The people who lived at the home told us they were happy living there and they felt safe. The comments we heard included 'The staff are smashing. I couldn't wish for nicer staff'; 'The staff are all nice to me' and 'The staff are very helpful.'

We also had concerns about the procedures in place for ensuring that people were protected from the risks of abuse. There was a procedure in place and the staff members we spoke with were aware of their responsibilities in protecting vulnerable adults.

There was a complaints procedure in place and we were told that there had been no issues that had been dealt with through the formal complaints process in the last 12 months. Staff members were aware of the role that they had in managing informal complaints and concerns but there was no records of actions taken to resolve informal complaints and concerns.

We also checked the process for completing and managing people's records with the home. We found that records were not always accurate and there was not a clear process in place for storing and destroying records that were no longer required. We have asked the provider to make improvements about this.

10 October 2013

During a routine inspection

Most people we spoke with were satisfied with the care and treatment that they received at The Acorns Care Centre. We heard comments such as 'The staff are very obliging'; 'I can't fault the staff' and 'I like it here, it's lovely.'

During our inspection we saw staff asking people for permission to carry out care tasks in a polite and friendly manner. We found that people's needs were being met in a timely manner and that staff treated people with dignity and respect.

We saw that there were effective recruitment procedures in place and there were sufficient numbers of suitably qualified staff on duty to meet people's needs.

We were concerned that the home was not as clean as we would have expected. The provider and the manager had taken some action about this but it had not resulted in sufficient improvements. There was a quality monitoring system in place but this had not been fully effective in addressing the problems and issues that had been identified.

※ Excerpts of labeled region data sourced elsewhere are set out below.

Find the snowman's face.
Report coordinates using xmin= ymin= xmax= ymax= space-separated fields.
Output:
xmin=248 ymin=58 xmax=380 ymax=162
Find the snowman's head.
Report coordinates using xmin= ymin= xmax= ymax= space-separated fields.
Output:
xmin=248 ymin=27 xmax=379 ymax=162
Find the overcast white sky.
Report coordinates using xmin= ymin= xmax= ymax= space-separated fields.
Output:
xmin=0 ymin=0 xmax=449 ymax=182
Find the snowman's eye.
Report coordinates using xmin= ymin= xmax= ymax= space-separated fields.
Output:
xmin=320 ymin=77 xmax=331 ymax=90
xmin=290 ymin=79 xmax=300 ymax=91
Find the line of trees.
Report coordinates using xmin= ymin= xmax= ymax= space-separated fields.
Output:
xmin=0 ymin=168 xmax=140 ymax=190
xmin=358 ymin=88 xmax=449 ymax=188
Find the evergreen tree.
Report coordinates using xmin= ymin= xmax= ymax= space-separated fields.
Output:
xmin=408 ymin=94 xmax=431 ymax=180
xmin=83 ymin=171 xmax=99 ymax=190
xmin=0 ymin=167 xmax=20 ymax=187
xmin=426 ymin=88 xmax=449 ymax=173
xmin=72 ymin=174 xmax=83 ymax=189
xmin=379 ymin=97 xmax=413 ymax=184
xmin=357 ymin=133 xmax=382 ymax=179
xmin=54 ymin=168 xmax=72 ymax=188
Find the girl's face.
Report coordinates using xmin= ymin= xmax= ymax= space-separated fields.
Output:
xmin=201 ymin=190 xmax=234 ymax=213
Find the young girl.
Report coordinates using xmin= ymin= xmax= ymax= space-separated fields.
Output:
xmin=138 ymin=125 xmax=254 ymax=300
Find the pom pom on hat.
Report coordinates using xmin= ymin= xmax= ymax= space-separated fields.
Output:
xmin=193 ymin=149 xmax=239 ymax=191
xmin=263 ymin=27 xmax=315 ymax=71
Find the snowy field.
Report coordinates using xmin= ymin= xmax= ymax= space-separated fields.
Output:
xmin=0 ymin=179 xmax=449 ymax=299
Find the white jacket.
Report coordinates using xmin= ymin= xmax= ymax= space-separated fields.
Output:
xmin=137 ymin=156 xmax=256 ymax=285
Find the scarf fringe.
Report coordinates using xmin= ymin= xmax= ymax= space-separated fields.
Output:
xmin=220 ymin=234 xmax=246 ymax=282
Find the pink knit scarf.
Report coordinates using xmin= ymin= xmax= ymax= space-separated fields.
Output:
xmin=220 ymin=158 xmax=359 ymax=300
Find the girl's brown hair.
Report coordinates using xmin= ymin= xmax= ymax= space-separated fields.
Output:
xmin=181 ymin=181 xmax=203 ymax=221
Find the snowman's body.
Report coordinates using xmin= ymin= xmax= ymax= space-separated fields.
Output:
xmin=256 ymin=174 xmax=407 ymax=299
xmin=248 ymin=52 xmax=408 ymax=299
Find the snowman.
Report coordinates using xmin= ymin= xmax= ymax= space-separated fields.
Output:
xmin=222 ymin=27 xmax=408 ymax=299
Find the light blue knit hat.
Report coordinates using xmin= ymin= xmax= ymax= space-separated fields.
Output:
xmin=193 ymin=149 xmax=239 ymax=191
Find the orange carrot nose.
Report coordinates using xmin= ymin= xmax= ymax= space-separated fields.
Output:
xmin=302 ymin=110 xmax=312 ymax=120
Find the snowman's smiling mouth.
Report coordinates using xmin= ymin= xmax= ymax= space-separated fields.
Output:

We have asked the provider to take action about this.

31 January 2013

During a routine inspection

We found a well maintained purpose built three storey home that was undergoing some refurbishment in communal areas. The home was clean, tidy and bright. The dinning room was on the ground floor and people were encouraged to eat there if possible to engage with others in the home. Relative and visitors were observed to made welcome during the inspection.

We found staff had a pleasant manner and spoke to people in a way that maintained people's dignity and self respect.

People told us: "I like it here, the staff are always cheerful, this is not just for your benefit they are always this happy". "The girls and lads are always busy but not too busy to stop and make sure you don't want anything. They smile all the time and are polite to everyone". "I ask and I get you can not fault it here".

A relative we spoke to told us: "I come everyday at lunch time and have never seen anything but smiling faces. When my X moved here I was apprehensive, we had had a bad experience elsewhere but the move was the right one I am happy with the care here. They asked me what she likes and doesn't like and they are really good with her. I go home knowing she is safe and well cared for and that's a weight off my mind".

Acorns Care Centre had recently been inspected from local authority with only minor recommendations identified.

Student nurse placements were facilitated within the home from the local university, this group of staff gave positive feedback on their experience.

30 June 2011

During a routine inspection

We spoke to a number of people who lived at The Acorns Care Centre during our visit.

People told us that they were treated with dignity and respect.

People told us that the staff listened to what they have to say.

People told us that they felt safe.

People told us that the food was good and there was plenty of choice.

People told us that the staff were very caring.